Anchored PKA signaling

Protein kinase A (PKA) is the main effector of the second messenger cAMP and plays critical roles in learning and memory. PKA is a heterotetramer of two regulary subunit and two catalylic subunits. Upon cAMP binding to the PKA regulatory subunits, the catalytic subunits are unleashed to phosphorylate protein substrates, including transcription factors and ion channels.

The subcellular localization and signaling specifity of PKA holoenzymes is determined by A-kinase anchoring proteins (AKAPs). The lab is particularly interested in A-kinase anchoring protein 1 (AKAP1), which targets PKA to the outer mitochondrial membrane to regulate mitochondrial dynamics (PMID: 21526220, 22049414, 30093535). Ongoing projects involve a recently generated conditional knock-out (cKO) mouse model of AKAP1, which allows us to the study the role of outer-mitochondrial PKA in specific cell types and brain regions.

Pathological mutations in PRKAR1B (PKA/RIbeta)

Now routine diagnoses by next generation sequencing has enabled the identification of several mutations in the neuronal RIbeta (PRKAR1B) regulatory subunit. These mutations are either hereditary or de novo and cause a spectrum of neurological phenotypes.
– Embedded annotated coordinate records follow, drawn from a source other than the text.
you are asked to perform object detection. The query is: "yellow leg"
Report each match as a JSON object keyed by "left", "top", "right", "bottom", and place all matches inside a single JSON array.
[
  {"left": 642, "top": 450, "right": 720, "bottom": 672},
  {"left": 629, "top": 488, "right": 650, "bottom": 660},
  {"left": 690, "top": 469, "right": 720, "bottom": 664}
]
The hereditary L50R mutation maps to the dimerization/docking (D/D) domain of PRKAR1B and leads to dementia and Parkinsonism with Lewy body-like inclusions in the brain. On the other hand, the R335W, R243C, and other variants map to or near the two cAMP-binding domains and cause neurodevelopmental symptoms, including intellectual disability with autism.

Together with collaborators at the U Iowa (Ted Abel, Marie Gaine) and UCSD (Susan Taylor, Jin Zhang), we are studying the effects of the mutations on PKA signaling in vitro and in vivo.